Embora as previsões meteorológicas tenham atingido níveis de subida precisão graças a métodos uma vez que as simulações em supercomputadores e a assimilação de dados, onde os dados observacionais são incorporados nas simulações, os cientistas há muito que querem conseguir controlar o tempo.

A investigação da superfície intensificou-se devido às alterações climáticas, que provocam eventos meteorológicos mais extremos, tais uma vez que chuvas torrenciais e tempestades, de negócio com a Science Daily.

Existem atualmente métodos de modificação do tempo, mas o seu sucesso tem sido restringido. “Semear” a atmosfera para induzir chuva foi demonstrada, mas só é verosímil quando a atmosfera já se encontra num estado em que pode chover.

Os projetos de geoengenharia foram previstos, mas não foram realizados devido a preocupações sobre os efeitos imprevisíveis a longo prazo.

No contextura de um projeto liderado pelo Meio RIKEN de Ciência Computacional, os investigadores utlizaram a teoria do caos para gerar possibilidades realistas de mitigação de eventos meteorológicos, uma vez que as chuvas torrenciais.

Concentraram-se especificamente num maravilha sabido uma vez que a atração de borboletas, proposto pelo matemático e meteorologista Edward Lorentz, um dos fundadores da moderna teoria do caos.

Essencialmente, isto refere-se a um sistema que pode adotar uma de duas órbitas que se parecem com as asas de uma mariposa, mas que pode mudar as órbitas aleatoriamente, com base em pequenas flutuações no sistema.
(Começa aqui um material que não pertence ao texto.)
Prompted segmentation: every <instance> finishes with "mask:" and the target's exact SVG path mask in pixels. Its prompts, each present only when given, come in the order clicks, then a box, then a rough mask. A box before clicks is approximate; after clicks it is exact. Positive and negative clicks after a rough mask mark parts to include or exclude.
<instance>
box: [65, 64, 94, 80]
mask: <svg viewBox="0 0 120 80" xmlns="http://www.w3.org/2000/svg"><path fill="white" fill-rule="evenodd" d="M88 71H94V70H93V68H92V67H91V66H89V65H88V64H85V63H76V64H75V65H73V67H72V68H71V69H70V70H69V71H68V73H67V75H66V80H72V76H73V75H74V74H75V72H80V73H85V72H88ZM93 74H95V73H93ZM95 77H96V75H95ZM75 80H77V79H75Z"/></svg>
Para realizar o trabalho, a equipa da RIKEN realizou uma simulação meteorológica, para servir de controlo da própria “natureza”, e depois realizou outras simulações, utilizando pequenas variações, com um patente número de variáveis, uma vez que o calor que se move através do sistema.

A equipa de investigação descobriu que pequenas mudanças das variáveis em conjunto poderiam fazer com que o sistema estivesse num patente estado, pretérito um determinado período de tempo.

“Isto abre o caminho à investigação sobre a controlar o tempo e pode ajudar a gerar tecnologia de controlo do tempo. Se realizada, esta investigação poderia ajudar-nos a prevenir e mitigar tempestades de vento extremas, tais uma vez que chuvas torrenciais e furacões, cujos riscos aumentam com as alterações climáticas”, de negócio com Takemasa Miyoshi, do Meio RIKEN para a Ciência Computacional.

“Construímos uma novidade teoria e metodologia para estudar o controlo do tempo”, acrescenta o investigador e líder do estudo.

“Com base nas experiências de simulação de sistemas de reparo utilizadas em estudos de previsibilidade anteriores, fomos capazes de conceber uma experiência para investigar a previsibilidade do tempo, com base no pressuposto de que os verdadeiros valores (natureza) não podem ser alterados, mas sim que podemos mudar a teoria do que pode ser transformado (o objeto a ser controlado)”, continua.

“Neste caso utilizámos um padrão ideal de baixa dimensão para desenvolver uma novidade teoria, e no horizonte planeamos utilizar modelos meteorológicos reais para estudar um verosímil controlo do tempo“, conclui Miyoshi.